Há dois dias, ao associar-me à homenagem a Saramago do companheiro de blogue Pedro Correia, denunciei a hipocrisia de certas figuras do centro e de direita, a enfunar simulados desgostos pela morte de José Saramago. Tinha, pouco antes, assistido na SIC a declarações cínicas de uns quantos, incluindo um padre, a elogiar a obra e o escritor. Senti – aliás, qualquer espectador atento sentiria – haver falsidade nos rostos e nas palavras daquela gente.
O Jornal “i” anuncia, agora, que o Presidente da República não comparecerá ao funeral de José Saramago. Considero coerente e correcto. Na qualidade de PR, limitou-se a palavras circunstanciais: “O País perde uma referência cultural”; entendeu, e bem, distanciar-se para posição consistente com a deliberação anunciada pelo Subsecretário de Estado da Cultura, o amanuense Sousa Lara, de um Governo por si liderado em 1992 – tal deliberação impediu, como se sabe, a candidatura do escritor ao Prémio Europeu de Literatura, com o “Evangelho segundo Jesus Cristo”.
As divergências políticas e religiosas, em especial, não se extinguem com a morte de uma das partes.
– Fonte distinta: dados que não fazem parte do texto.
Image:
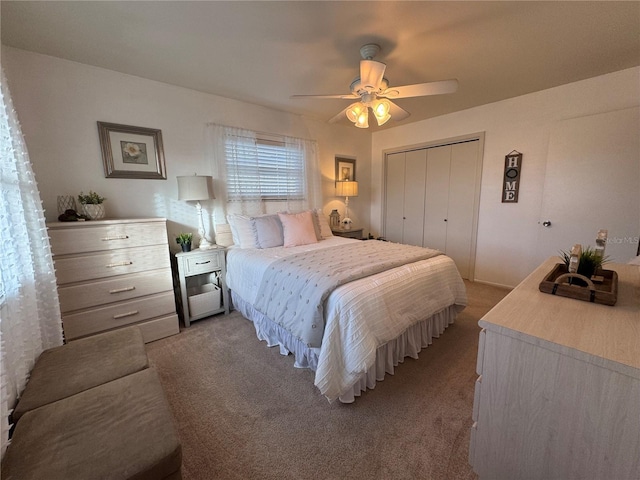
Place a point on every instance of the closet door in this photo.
(414, 191)
(436, 204)
(394, 206)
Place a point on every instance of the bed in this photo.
(368, 319)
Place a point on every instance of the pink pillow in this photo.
(298, 229)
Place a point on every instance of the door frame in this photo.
(479, 136)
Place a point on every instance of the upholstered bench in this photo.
(82, 364)
(122, 429)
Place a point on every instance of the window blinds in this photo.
(264, 169)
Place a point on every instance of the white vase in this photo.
(93, 211)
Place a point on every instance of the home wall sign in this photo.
(511, 181)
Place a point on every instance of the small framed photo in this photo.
(131, 152)
(345, 169)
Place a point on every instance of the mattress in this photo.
(394, 313)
Ao PR é reconhecido o direito de exercer a prerrogativa da objecção de consciência. E fá-lo com dignidade demolidora para as palavras insensatas do Conselheiro de Estado, Marcelo Rebelo de Sousa, ao considerar que Cavaco não estará presente fisicamente, mas em espírito sim – isto, sim, exala cinismo por todos os orifícios!
O cidadão José Saramago, com quem tive o prazer de privar, partirá naturalmente com a presença daqueles que, em vida, o admiraram como homem. Mas a obra legada jamais o deixará partir definitivamente. O escritor será figura perene da História da Literatura Portuguesa. Goste-se ou não.
Carlos,
O tom do teu post parece-me certo, mas aponto-lhe um senão. O Sr. Aníbal tem o direito de desprezar o escritor Saramago como lhe apetecer. Acontece que agora o Sr. Aníbal é PR e não Presidente do Cavaquistão. Ao PR exige-se que respeite a figura de Saramago.
Mas o caso é outro. Depois da promulgação – da forma serpentilínea com que o fez – da lei do casamento homossexual e depois das sequentes reacções da direita pedindo a sua cabeça, o homem está a fazer contas aos votos e à sua liliputeana vidinha.
Pedro,
Acho que não existe diferença substancial entre as nossas posições.
Eu prefiro o comportamento do Aníbal, o autêntico, à hipocrisia. Ir ao funeral, isso sim, constituiria um acto de cinismo dos mais espúrios.
Mas, também como dizes, os votos e os devotos não o deixam. E para hipocrisias já há o Marcelo.